サラリと舞ったその言葉にとくんと胸を高鳴らせたのもほんの一瞬。一階についたと思いきや黒尾さんはまたエレベーターを閉めて私たちの部屋があるフロアへ。ちょっと、と声をかけたところであの冷たい目。

「捻挫ってわりと長引くから、頼むから部屋で冷やしてて」
「…大丈夫だってば」
「俺が嫌なの」
「嫌?」
「ごめん、」

俺のせいだからってそう言う彼がそこそこ弱っているので、私はおとなしく部屋で彼を待った。10分くらいで戻ってきた彼は息を切らして、じわりと汗を滲ませているからこちらも申し訳なくなる。多分、風呂上がりだったと思う。まだほのかに、私の所持品であったシトラス系のボディソープの香りが彼から漂うから。

「手首どう?」
「うん」
「痛い、よな。
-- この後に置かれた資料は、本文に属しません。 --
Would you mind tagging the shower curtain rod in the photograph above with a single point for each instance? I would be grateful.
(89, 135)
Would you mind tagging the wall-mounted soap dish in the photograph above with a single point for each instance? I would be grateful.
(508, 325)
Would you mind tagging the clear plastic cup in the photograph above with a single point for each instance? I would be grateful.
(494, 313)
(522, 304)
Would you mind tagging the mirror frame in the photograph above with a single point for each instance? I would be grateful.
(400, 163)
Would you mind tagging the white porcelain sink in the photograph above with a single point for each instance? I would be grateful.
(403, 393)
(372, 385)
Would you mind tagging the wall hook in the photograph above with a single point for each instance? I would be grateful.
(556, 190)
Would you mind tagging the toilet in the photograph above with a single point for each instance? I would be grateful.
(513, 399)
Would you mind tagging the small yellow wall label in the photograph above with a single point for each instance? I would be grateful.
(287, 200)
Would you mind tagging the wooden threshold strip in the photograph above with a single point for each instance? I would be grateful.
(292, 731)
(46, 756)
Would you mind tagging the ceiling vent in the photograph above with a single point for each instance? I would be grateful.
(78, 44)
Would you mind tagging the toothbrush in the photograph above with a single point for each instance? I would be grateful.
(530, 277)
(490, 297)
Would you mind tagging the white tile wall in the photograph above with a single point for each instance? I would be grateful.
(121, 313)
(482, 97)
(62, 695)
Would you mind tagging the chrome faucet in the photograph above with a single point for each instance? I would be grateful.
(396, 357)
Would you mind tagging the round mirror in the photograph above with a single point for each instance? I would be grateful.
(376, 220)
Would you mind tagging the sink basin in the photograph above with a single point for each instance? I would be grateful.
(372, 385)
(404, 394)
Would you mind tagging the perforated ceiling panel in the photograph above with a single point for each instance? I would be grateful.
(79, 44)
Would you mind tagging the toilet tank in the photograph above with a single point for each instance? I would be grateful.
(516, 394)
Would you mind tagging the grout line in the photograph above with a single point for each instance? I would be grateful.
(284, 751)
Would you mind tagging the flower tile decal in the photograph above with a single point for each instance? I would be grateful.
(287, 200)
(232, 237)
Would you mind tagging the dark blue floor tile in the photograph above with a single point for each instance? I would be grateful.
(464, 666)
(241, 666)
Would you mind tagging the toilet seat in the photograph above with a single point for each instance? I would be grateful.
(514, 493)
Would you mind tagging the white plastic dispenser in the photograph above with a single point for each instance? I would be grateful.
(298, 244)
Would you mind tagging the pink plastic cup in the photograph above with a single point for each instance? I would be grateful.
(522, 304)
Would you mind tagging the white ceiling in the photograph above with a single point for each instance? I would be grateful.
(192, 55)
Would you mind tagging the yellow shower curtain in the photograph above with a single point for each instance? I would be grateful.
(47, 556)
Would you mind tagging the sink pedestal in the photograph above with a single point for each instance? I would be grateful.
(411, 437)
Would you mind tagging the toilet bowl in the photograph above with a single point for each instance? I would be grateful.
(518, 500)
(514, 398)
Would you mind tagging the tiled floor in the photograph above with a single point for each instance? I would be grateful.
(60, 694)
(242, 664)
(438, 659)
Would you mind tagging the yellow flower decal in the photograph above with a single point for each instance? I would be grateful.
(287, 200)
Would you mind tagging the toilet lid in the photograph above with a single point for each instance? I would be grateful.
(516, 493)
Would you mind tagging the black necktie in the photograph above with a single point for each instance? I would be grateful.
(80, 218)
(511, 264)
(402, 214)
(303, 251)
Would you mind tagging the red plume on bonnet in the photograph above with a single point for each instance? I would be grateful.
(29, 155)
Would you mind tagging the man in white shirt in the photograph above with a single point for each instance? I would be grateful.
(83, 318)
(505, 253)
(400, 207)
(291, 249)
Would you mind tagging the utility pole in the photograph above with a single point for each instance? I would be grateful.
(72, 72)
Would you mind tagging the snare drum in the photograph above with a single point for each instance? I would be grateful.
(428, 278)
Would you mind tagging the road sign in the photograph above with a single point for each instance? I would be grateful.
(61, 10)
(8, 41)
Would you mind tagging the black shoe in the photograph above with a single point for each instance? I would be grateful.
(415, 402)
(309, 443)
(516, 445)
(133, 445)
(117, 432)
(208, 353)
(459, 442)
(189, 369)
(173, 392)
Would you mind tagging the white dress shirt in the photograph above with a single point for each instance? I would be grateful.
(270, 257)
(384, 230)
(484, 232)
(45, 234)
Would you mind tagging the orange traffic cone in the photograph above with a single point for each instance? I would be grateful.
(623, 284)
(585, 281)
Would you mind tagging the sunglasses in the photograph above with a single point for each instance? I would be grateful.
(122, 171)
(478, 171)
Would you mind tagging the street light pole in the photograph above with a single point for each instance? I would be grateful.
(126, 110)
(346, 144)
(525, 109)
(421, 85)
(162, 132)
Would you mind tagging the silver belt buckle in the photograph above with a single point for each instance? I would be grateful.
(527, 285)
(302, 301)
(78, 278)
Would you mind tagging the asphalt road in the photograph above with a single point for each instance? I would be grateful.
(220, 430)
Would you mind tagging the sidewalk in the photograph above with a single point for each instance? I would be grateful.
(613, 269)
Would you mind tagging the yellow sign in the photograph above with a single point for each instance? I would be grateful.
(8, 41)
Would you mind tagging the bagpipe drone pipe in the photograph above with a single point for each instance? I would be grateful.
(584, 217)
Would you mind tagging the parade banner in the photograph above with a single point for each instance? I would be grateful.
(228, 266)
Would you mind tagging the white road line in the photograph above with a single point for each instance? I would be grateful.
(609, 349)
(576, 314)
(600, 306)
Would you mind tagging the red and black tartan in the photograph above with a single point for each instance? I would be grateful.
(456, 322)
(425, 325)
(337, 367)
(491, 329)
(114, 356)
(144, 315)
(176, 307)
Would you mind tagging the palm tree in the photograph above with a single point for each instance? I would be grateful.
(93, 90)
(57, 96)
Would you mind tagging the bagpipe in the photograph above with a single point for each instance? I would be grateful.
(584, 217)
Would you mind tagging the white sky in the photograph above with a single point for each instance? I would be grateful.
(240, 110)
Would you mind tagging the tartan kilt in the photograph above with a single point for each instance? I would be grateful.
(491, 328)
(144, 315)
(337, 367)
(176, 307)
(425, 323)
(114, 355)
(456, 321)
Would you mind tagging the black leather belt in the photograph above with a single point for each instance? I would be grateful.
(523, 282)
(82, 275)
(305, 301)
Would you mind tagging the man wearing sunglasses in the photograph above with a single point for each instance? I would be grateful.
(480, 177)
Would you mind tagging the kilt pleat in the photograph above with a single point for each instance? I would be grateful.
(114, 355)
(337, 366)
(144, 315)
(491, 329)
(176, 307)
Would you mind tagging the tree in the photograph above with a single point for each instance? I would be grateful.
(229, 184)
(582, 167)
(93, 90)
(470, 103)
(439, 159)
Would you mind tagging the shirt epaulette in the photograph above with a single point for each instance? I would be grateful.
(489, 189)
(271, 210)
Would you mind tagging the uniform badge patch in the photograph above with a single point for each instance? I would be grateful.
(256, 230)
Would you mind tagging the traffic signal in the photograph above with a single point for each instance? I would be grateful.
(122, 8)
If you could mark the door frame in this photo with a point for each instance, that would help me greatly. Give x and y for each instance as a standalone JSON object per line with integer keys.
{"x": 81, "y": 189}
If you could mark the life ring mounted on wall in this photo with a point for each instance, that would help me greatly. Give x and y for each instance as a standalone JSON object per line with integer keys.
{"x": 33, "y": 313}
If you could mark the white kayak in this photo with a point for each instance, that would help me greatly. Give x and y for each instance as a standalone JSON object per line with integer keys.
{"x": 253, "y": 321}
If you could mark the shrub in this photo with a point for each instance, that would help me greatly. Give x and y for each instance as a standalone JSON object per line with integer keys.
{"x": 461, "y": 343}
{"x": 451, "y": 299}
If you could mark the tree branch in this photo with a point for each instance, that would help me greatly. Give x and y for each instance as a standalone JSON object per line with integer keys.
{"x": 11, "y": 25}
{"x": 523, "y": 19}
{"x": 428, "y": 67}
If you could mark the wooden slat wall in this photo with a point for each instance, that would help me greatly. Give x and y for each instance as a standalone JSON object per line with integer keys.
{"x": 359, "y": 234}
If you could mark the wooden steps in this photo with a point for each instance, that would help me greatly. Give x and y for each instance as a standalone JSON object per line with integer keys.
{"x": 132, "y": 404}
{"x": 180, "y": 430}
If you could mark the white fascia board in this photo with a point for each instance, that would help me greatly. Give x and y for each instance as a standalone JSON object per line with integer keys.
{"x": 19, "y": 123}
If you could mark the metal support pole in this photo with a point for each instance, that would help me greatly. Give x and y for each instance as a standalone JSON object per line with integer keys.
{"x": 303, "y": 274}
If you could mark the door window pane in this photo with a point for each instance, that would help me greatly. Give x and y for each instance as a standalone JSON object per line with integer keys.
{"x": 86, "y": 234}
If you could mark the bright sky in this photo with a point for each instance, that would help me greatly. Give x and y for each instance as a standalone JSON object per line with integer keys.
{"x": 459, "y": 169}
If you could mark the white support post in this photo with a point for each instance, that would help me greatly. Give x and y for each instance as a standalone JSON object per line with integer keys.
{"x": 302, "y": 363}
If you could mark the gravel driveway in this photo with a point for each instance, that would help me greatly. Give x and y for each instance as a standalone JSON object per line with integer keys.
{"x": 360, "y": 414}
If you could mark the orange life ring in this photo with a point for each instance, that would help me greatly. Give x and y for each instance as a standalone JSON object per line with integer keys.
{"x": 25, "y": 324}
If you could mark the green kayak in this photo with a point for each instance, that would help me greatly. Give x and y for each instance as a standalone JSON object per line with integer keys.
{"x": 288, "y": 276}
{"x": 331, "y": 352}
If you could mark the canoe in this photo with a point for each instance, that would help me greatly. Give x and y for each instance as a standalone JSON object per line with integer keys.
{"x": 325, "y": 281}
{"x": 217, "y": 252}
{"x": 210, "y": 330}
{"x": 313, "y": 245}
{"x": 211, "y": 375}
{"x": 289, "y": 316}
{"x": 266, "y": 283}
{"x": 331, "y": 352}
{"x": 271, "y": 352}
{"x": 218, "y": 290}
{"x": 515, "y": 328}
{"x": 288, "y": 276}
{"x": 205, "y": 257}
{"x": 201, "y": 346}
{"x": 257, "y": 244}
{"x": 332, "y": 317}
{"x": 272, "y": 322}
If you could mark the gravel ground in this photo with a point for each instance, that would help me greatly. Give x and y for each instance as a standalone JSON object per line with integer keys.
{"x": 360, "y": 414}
ごめん」
「そうでもないよ」
「ごめん」
「いいって」
「ごめんな」
「うん、わかったから」

手際が良かった。ほんのり擦りむけた手のひらをパパッと消毒。手首の状態も彼が確認してくれる。幾つか質問をされたので思うがままに答えた。そんなに酷くはなさそうだね、という言葉が彼から出たのでこちらも一安心。実際我慢できないほどの痛みではなかったし、泣きわめくほどでも痛い痛いと呻くものでもなかった。

「ありがとうございます」
「いや、全然」
「そんなに落ち込まないでくださいよ」
「落ち込みますよね、普通に」
「なんで」
「可愛い彼女が自分のせいで怪我したら、そりゃ落ち込むでしょ」
「可愛い?」
「…あのねぇ」

可愛いに決まってんだろって、そう言った彼はサラリと髪に指を通して、ふっと抱き寄せて。

「ごめんな」

もういいから。そう言う必要もない気がして、ぎゅうと彼を抱き締める。暫くそのまま一時停止。互いの体温をしっかりと共有しあったところで「あとさ」と彼。赤葦と飲んだの?ってちょっと睨んで聞いてくるものだから愛おしくてたまらない。あの人結構面白いね、と言えば彼はどこがだよって素っ気なく返した。嫉妬もするんだね、なるほどね。